Dzurinda en apnée

Mauvaise année pour le Premier ministre slovaque Mikulas Dzurinda.


Plus d'un an après avoir été reconduit dans ses fonctions à la suite des élections législatives de septembre 2002, il fait de nouveau l'expérience d'une impopularité croissante. Plus grave, il se voit depuis quelques mois comparé à l'ancien Premier ministre Vladimir Meciar en raison de son comportement autoritaire. Déjà sous-entendues à la fin du printemps, les accusations de ce type se sont renforcées à la suite de sa décision de démettre Jan Moyzis de ses fonctions de directeur de l'Office national de sécurité (NBU), chargé en particulier de donner son agrément à la nomination de tous les fonctionnaires civils ou militaires détachés auprès de l'Otan.

Le NBU est statutairement indépendant du gouvernement, du Parlement et de la justice. C'est cette indépendance que M. Dzurinda a ouvertement bafouée. Après avoir invoqué l'existence de "petits groupes" dont l'objectif était le discrédit de la République et la déstabilisation de ses institutions, il a affirmé à plusieurs reprises vouloir se débarrasser d'un homme qui avait "perdu sa confiance". La volonté de Dzurinda de se défaire du chef de la NBU a provoqué une cassure au sein de la coalition. D'un côté le SMK et les démocrates-chrétiens, appuyés par le ministre de la Défense Ivan Simko. D'un autre, la SDKU (moins Simko) et le "pragmatique" ANO de l'ex-magnat de l'audiovisuel slovaque, Pavol Rusko.

Le ministre de la Défense, Ivan Simko, a payé le conflit de son poste.
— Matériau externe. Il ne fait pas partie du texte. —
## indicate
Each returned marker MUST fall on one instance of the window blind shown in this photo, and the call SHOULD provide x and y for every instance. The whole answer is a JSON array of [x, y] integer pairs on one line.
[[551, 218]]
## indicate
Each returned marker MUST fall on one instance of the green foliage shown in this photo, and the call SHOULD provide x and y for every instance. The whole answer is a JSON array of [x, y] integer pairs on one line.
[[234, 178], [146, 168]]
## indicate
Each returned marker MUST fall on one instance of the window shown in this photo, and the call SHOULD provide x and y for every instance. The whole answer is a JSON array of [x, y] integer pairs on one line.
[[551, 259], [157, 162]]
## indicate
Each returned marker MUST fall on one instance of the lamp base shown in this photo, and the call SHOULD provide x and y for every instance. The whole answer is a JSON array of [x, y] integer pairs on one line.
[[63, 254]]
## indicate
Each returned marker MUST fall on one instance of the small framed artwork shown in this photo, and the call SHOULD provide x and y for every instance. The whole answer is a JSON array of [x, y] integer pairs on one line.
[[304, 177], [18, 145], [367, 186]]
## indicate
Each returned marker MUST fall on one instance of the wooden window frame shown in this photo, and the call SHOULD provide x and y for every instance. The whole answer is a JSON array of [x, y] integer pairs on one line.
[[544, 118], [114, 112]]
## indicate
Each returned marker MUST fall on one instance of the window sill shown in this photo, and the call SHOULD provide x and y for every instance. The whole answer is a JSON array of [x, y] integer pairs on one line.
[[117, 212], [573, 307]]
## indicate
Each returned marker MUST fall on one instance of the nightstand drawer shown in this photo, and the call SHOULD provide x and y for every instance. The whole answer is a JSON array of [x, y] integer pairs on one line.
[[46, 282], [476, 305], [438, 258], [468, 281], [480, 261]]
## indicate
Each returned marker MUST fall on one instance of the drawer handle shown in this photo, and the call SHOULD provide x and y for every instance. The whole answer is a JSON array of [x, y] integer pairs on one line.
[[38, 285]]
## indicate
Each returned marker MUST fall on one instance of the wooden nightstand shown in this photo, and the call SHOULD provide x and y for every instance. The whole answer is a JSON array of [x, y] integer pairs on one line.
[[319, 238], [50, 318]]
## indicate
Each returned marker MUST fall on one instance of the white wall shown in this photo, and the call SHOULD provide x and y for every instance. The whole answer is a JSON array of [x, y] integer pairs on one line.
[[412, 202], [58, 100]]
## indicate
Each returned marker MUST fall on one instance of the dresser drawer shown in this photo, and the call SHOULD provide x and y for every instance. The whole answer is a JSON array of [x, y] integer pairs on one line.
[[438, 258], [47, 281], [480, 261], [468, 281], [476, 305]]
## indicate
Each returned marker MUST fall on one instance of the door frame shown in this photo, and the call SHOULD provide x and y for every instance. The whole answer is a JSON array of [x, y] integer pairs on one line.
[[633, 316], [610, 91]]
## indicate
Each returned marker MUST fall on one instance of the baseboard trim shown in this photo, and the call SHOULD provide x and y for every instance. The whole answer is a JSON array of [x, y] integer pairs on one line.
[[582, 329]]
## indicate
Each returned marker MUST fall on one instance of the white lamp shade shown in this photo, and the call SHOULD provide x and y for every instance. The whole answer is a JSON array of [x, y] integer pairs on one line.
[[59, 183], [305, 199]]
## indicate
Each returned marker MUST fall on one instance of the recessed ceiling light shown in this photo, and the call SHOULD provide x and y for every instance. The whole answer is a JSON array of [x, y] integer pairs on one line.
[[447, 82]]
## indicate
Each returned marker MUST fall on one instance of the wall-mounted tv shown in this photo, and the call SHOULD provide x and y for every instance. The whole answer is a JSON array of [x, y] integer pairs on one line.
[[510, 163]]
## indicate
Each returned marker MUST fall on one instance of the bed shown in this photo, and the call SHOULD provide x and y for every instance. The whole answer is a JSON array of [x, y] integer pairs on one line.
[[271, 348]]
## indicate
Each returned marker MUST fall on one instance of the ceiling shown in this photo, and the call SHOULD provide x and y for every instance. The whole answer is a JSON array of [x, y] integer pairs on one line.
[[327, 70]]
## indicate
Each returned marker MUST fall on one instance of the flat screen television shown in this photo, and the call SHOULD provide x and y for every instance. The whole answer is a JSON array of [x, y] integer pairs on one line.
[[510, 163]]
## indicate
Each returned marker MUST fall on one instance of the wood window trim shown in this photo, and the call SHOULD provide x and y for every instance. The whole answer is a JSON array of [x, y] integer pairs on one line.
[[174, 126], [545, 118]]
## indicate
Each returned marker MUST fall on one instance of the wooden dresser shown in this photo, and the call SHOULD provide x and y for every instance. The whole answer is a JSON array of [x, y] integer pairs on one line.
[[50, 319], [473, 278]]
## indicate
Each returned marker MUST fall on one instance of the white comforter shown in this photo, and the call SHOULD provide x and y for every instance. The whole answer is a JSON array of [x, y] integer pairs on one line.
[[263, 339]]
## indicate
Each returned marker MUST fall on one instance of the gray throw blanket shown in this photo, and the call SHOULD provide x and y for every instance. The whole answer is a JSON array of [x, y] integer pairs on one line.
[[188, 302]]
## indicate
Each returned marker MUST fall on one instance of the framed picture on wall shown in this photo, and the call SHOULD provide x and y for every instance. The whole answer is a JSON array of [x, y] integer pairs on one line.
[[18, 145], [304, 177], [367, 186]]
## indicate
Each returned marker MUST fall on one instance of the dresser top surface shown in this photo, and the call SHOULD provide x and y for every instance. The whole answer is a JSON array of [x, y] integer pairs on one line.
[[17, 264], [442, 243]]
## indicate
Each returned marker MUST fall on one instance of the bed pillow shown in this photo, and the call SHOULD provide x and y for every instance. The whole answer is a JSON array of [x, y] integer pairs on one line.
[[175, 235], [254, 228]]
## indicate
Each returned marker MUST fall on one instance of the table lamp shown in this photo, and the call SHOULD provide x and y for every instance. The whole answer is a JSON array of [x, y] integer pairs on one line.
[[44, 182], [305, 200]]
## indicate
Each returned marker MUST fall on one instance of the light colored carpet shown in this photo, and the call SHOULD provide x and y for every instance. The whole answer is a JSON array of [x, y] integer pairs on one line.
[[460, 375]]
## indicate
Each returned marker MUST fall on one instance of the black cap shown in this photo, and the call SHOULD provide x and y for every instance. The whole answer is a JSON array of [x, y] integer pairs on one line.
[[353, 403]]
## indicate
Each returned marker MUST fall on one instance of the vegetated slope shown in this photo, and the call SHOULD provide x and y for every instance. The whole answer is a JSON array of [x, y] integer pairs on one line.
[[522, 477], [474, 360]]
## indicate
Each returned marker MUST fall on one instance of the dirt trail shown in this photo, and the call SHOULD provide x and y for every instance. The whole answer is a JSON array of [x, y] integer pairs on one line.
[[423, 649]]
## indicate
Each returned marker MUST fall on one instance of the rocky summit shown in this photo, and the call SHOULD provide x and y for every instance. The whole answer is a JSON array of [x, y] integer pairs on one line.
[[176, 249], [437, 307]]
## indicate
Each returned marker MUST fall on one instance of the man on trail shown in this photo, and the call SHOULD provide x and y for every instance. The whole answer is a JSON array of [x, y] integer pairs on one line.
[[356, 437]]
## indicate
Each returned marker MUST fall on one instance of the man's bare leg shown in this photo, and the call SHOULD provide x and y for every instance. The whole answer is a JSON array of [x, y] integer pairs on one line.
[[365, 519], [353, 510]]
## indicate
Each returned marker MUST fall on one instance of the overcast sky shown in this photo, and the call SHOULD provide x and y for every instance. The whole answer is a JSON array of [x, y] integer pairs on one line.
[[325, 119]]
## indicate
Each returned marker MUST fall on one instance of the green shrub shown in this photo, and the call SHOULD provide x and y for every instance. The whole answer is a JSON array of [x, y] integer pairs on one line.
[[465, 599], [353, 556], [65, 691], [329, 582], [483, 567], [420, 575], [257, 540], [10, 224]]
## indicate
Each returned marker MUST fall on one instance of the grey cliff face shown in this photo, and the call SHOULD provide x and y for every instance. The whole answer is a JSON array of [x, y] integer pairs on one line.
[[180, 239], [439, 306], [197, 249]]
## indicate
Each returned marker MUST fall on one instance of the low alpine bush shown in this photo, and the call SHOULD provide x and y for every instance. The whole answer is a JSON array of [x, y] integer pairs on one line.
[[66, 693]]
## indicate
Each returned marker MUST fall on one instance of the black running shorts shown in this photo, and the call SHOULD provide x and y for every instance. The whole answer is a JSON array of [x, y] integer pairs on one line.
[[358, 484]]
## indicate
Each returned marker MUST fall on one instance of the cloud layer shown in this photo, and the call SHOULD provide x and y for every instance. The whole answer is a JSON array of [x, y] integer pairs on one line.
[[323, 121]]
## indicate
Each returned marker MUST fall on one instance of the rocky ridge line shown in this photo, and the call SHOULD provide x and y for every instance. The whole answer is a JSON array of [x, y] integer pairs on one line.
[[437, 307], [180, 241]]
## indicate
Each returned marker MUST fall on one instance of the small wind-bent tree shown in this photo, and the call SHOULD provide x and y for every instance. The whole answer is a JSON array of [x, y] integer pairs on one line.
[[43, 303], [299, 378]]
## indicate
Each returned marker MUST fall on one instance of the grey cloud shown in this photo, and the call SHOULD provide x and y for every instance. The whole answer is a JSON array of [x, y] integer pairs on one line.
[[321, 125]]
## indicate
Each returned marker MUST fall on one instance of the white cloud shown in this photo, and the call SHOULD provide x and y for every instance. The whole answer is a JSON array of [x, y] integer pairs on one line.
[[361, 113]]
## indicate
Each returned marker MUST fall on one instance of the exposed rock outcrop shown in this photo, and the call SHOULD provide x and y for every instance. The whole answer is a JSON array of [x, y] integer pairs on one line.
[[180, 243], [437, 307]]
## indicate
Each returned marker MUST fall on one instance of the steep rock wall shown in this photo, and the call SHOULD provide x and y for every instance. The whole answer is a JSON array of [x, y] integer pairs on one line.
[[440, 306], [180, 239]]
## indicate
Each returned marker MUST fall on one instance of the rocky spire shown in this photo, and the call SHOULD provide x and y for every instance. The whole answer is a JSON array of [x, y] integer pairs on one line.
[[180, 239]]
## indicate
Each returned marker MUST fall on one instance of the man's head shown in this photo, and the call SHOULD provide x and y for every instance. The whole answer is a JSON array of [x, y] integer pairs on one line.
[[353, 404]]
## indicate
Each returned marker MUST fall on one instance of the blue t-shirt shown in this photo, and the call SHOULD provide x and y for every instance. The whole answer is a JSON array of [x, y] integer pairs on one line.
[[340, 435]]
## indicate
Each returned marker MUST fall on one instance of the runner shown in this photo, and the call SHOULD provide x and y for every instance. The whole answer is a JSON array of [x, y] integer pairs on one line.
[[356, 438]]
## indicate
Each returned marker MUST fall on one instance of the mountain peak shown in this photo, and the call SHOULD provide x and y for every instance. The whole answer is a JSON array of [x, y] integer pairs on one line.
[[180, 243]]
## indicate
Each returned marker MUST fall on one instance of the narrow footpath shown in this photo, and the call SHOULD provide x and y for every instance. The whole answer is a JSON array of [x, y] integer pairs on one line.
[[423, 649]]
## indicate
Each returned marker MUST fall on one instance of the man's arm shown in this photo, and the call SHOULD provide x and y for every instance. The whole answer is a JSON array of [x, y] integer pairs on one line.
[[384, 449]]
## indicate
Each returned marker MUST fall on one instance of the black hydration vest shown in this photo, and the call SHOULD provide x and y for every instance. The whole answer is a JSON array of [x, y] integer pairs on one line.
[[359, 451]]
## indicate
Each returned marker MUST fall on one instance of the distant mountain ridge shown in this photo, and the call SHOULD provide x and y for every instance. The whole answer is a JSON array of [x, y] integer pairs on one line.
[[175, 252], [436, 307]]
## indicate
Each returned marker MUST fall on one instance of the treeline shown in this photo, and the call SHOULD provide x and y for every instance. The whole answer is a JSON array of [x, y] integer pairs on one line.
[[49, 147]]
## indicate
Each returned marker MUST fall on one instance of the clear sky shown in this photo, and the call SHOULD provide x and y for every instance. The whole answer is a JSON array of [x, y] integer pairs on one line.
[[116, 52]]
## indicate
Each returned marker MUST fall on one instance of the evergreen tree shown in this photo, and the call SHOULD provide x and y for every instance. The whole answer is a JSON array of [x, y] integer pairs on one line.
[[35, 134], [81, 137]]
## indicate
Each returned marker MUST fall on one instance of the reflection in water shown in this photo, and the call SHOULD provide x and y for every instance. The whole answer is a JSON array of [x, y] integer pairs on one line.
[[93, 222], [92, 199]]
Après avoir refusé de voter pour la destitution de Moyzis début septembre 2003, il a été démis de ses fonctions ministérielles. Les motifs réels de la passe d'arme sont encore inconnus du grand public, mais ils ont produit un effet désastreux même si les partenaires occidentaux de la Slovaquie ont évité de jeter de l'huile sur le feu. Le remplaçant de J. Moyzis n'a toujours pas été nommé fin décembre 2003, alors que le gouvernement Dzurinda est devenu minoritaire au Parlement slovaque. Le 8 décembre, Ivan Simko et sept autres députés ont effet quitté le groupe SDKU. Le gouvernement ne dispose plus que de 68 députés dans un parlement de 150 députés.

Mikulas Dzurinda paie lourdement cet événement. Sa côte de popularité a brutalement dévissé pour s'établir à 3,3 % début décembre 2003 (source : Office de statistique de la République slovaque), en huitième position, derrière tous les leaders de l'opposition, le chef du parti magyar et le (probable) futur candidat de la SDKU à la présidentielle du printemps, le ministre des Affaires étrangères Eduard Kukan. La SDKU en tant que telle n'a pas souffert excessivement de l'image dégradée de son Premier ministre. Elle reste à son étiage de 8-9 % qui la place très loin derrière le Smer de Robert Fico, crédité de plus de 30 % des intentions de vote et qui pourraient bientôt reconstruire la gauche slovaque en absorbant l'ancien Parti de la gauche démocratique, brutalement éjecté hors du Parlement en septembre 2002 avec moins de 2 % des suffrages exprimés. Bien qu'isolé, le HZDS de Vladimir Meciar reste potentiellement le deuxième parti du pays. Enfin, le Parti de la coalition magyare (SMK), de Béla Bugar, reste plus que jamais certain du vote " ethnique " de la forte minorité magyarophone du pays et est stabilisé autour de 10 % des intentions de vote.

Après les séries de scission qui avaient affecté ses principaux concurrents (HZDS et SNS notamment) avant les élections de 2002, après surtout que la Slovaquie a assuré son entrée dans l'Union européenne et dans l'OTAN, la marge de manoeuvre du Premier ministre se réduit. Dans l'hypothèse où des élections anticipées devaient être convoquées au printemps, il ne pourrait plus bénéficier de l'éclatement de ses rivaux et ne pourrait pas plus jouer la carte du " chantage " à l'intégration qui avait parfaitement fonctionné, in extremis, en septembre 2002. La situation est d'autant plus délicate que les Slovaques ne savent pas gré au gouvernement d'avoir adopté un train de réformes particulièrement douloureuses et que le pessimisme est grand sur les effets de celles à venir. Ceux qui prédisent depuis longtemps l'arrivée de Robert Fico à la tête du gouvernement pourraient finir par avoir raison. Celui-ci continuera à jouer de la geste patriotique et de sa sensibilité sociale pour agréger autour de lui la gauche slovaque, les patriotes en rupture de meciarisme, et tout ce que la Slovaquie compte de " victimes " des réformes libérales que le gouvernement impose actuellement.